Centinaia di larve bianche, frenetiche e gonfie gli scivolarono da sotto le palpebre andando a cadere nel lavandino. Manu aprì il rubinetto e l’acqua le trascinò giù nello scarico. Si guardò allo specchio, era bianco, aveva occhiaie enormi e tremava ma gli occhi erano a posto: sembrava che tutto fosse successo solo nella sua testa. Si costrinse a riaprire il tappo dello scarico per controllare se qualcuno di quei piccoli vermi bianchi stesse risalendo il tubo ma non vide nulla.
Scoppiò a piangere mentre il sole iniziava a fare capolino dalla finestra del bagno.
Il giorno successivo lo passò a letto, spalancando tutto e facendo entrare più luce possibile, come se avesse potuto immagazzinarla per la notte che sarebbe arrivata.
Poi il tramonto arrivò.
Notò che l’acchiappasogni era tornato al suo posto, appeso alla porta della camera da letto.
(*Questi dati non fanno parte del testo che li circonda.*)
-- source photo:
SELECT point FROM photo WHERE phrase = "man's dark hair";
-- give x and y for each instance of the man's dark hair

Manu ricordava di averlo tolto e gettato, ma non era più sicuro di nulla.
Non posso passare la notte in casa, pensò Manu, uscirò e starò sveglio fino all’alba. Troverò qualche bar o girerò in macchina a vuoto, farò di tutto. Ma non posso passare ancora una sola notte in questa casa.
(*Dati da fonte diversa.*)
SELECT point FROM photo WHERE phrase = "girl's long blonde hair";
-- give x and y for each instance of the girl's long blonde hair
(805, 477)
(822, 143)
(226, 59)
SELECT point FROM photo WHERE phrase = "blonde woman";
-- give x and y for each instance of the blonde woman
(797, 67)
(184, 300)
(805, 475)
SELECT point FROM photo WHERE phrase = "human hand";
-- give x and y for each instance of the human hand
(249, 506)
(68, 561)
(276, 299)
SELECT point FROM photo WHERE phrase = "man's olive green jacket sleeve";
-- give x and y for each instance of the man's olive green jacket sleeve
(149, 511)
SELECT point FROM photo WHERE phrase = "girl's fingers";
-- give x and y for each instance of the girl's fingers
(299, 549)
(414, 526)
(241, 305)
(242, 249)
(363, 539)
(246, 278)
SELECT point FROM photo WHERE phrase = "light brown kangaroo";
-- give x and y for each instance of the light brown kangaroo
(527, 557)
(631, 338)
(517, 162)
Manu prese la macchina e girò senza meta finché trovò un bar aperto e scese a prendersi un paio di caffè.
Poi fu tutto nebbioso e si svegliò in casa sua, sdraiato nel letto.
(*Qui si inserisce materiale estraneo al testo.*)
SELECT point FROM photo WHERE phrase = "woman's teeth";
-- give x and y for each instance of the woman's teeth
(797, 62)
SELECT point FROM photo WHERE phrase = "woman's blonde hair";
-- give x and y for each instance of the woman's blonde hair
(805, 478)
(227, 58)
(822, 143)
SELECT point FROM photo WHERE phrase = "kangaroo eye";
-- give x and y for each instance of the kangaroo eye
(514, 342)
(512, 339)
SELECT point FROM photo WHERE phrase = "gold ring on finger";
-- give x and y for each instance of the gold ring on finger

Fuori, il buio. Manu sentiva l’ansia farsi spazio dall’intestino verso lo stomaco e poi su fino alla gola.
Finché un suono gli accelerò i battiti del cuore e lo fece gelare.
Qualcuno o qualcosa stava grattando la porta ed emetteva un ringhio basso e continuo. A Manu sembrava il rumore di un cane che gratta la porta, ma la cosa che lo stava terrorizzando di più era che, qualsiasi cosa fosse, non stava tentando di entrare. Stava provando ad uscire.

 

Sonia si svegliò urlando nel cuore della notte.
Suo marito si destò di colpo. “Cosa succede, amore?” le chiese, con la voce impastata dal sonno.
“Niente. Ho avuto un incubo. Ero un’altra persona. un ragazzo che soffriva di tremendi incubi ed era tormentato dal buio e da cose strane…”
“Dai, è solo un sogno,” la interruppe Alberto “ora rimettiti a dormire che domani ci dobbiamo alzare presto”.
Sonia era contenta di essersi svegliata da quell’ incubo ma avvertiva ancora un lieve senso di paura e guardò l’orologio che segnava le tre e trenta. Ancora un paio d’ore di sonno e poi ci dovremo alzare, pensò.
La sveglia suonò alle 5.45 e Sonia aprì gli occhi, sentendosi ancora stanca e bisognosa di dormire “Starei a letto tutta mattina” disse rivolgendosi ad Alberto, ma non ricevette risposta e si accorse che suo marito non era più a letto.
Tese l’orecchio e sentì il gorgoglio della moka in cucina. Un sospiro di sollievo le sfuggì dalla bocca.
“Grazie per esserti alzato prima e aver preparato il caffè,” disse ad Alberto appena lo raggiunse in cucina “mi ci vuole proprio. Mi sembra di non aver chiuso occhio tutta notte.”
“Figurati amore. Comunque mi hai spaventato a morte questa notte.”
“Già, ho fatto veramente un sogno orribile e mi sembrava così reale. Sarà che ieri sera abbiamo mangiato pesante da tua madre.”
“Ah Ah. Come sei simpatica di prima mattina, Sonia. Comunque vedo che l’acchiappasogni che ho buttato ieri e che sei andata a recuperare dal cestino della spazzatura non serve a molto, visto l’incubo che hai avuto. E soprattutto non pensavo ti piacesse, avresti dovuto dirmelo, così non l’avrei buttato”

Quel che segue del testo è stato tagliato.